Tuesday, October 1, 2013

Benjamin's Stash: Video Pick of the Week

      Hello, readers. As you know, it'll be horror themed here for the month of October. Since I'm already ending the month with the top 10 horror films of all-time, the "Benjamin's Stash" segments will be devoted to horror films out of my collection that won't make the list. Consider it five honorable mentions, and the first pick goes to a film based on one of my favorite novels ever.

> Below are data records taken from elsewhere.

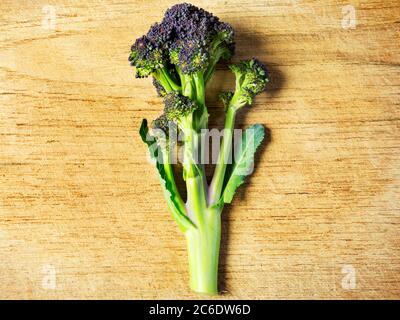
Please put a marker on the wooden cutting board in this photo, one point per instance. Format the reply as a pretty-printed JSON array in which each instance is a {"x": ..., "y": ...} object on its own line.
[{"x": 81, "y": 211}]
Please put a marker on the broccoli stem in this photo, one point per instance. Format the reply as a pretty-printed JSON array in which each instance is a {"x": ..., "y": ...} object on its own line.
[
  {"x": 201, "y": 114},
  {"x": 176, "y": 208},
  {"x": 194, "y": 177},
  {"x": 203, "y": 246},
  {"x": 223, "y": 157},
  {"x": 169, "y": 171}
]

      Still a better love story than Twilight... Bram's Stoker's Dracula, to those that know the novel, really needs no introduction. In the 19th century, a young and ambitious real estate attorney named Jonathan Harker (Keanu Reeves) has been sent to Transylvania to arrange the real estate acquisitions of Count Dracula (Gary Oldman). It's not long after arriving at the count's castle that Harker begins to notice many strange occurrences. Meanwhile, back in London, Harker's fiancee Mina Murray (Winona Ryder) and her friend Lucy Westenra (Sadie Frost) have been encountering some strange and haunting appearances by a mysterious figure. At first, everyone chalks it up to just "bad dreams", but Lucy soon develops a rare blood disease that her friend and physician Dr. Jack Seward (Richard E. Grant) can't seem to diagnose. Unable to pinpoint what's ailing her, Dr. Seward brings in his former mentor Dr. Abraham Van Helsing (Anthony Hopkins) to figure out what is wrong. Van Helsing's diagnoses goes beyond the medical field when he sums up that Lucy has been transformed into a vampire by Dracula. From there, a manhunt for the dreaded lady killer donning a killer beehive doo like no other begins.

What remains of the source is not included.